I see that Government House Leader Mark Holland was making the media rounds over the weekend about his call for more “humanity” in politics, as he continues to plead for hybrid sessions to continue indefinitely. The problem, however, is that the two are fundamentally incompatible. Do you know why? Because what humanises politicians to one another is to spend time together, face-to-face. Hybrid sittings will keep MPs in isolated bubbles where they have fewer and fewer interactions with their fellow MPs in person, making it harder to see them and treat them as human beings, and we know this because we have seen the decline in civility in real-time since the 1990s when they ended evening sittings in the House of Commons to be “family friendly.” It used to be that three nights a week, MPs would go upstairs at six PM, and all have dinner together in the Parliamentary Restaurant, and at 8 PM, they’d go back to the Chamber, and debate some more. And lo, there was a lot more civility and treating each other in a friendly manner, Question Period theatrics aside, because they spent time with one another as human beings, doing that basic human thing of bonding over food (and yes, booze, because we cannot deny that it was a big part of the culture up until that point, for better or worse). But when they ended those sittings, and MPs no longer ate together, the acrimony got worse, and disagreements got more personal.
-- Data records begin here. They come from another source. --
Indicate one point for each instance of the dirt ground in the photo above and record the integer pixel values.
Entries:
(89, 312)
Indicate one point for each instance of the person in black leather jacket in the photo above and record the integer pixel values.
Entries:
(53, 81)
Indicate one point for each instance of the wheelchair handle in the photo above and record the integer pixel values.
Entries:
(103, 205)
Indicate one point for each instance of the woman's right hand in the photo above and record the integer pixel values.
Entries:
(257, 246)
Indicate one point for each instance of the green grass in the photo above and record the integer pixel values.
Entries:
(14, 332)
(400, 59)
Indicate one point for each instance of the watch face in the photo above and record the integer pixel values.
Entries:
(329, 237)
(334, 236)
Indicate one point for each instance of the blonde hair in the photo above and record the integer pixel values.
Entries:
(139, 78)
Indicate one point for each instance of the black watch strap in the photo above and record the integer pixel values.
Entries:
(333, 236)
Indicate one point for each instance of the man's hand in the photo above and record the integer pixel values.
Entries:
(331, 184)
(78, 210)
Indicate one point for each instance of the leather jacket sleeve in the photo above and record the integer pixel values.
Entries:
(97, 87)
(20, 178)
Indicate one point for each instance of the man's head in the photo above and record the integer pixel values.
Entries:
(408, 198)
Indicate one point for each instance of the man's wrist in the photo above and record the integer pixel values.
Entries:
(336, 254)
I cannot stress this enough—hybrid makes this worse. I know that there is a school of thought that it lets MPs spend more time at home, which gives them more work-life balance, and so on, but to be perfectly frank, the job is in Ottawa. The job is not to be a social worker for constituents filling out passport forms and doing immigration paperwork—the job is to hold the government to account, and doing so by controlling the public purse, meaning scrutiny of the Estimates and the Public Accounts, and debating their legislative proposals along the way. We are straying far from this path, and taking this hybrid makes the slide worse. The job is also face-to-face, because it relies on building relationships, and that doesn’t happen over Zoom. You have heard me time and again saying that the real work happens on the side-lines of committee rooms, in hallways and lobbies, and when you’re talking to ministers while you’re waiting for a vote to happen. This is all in danger of falling away the more MPs move to hybrid (and “virtual” voting is becoming an absolute disaster for MPs being able to approach ministers), and that is not a “more human” approach to politics. It is in fact the opposite, and people need to wake up and realize that fact.

Ukraine Dispatch, Day 250:

Russia pulled out of the deal with the UN to allow Ukrainian grain shipments over the Black Sea, likely because their ships were hit by attacks over the weekend, but the UN and Turkey say they are going to ensure those shipments still happen, essentially daring Russia to attack them, so we’ll see how that goes.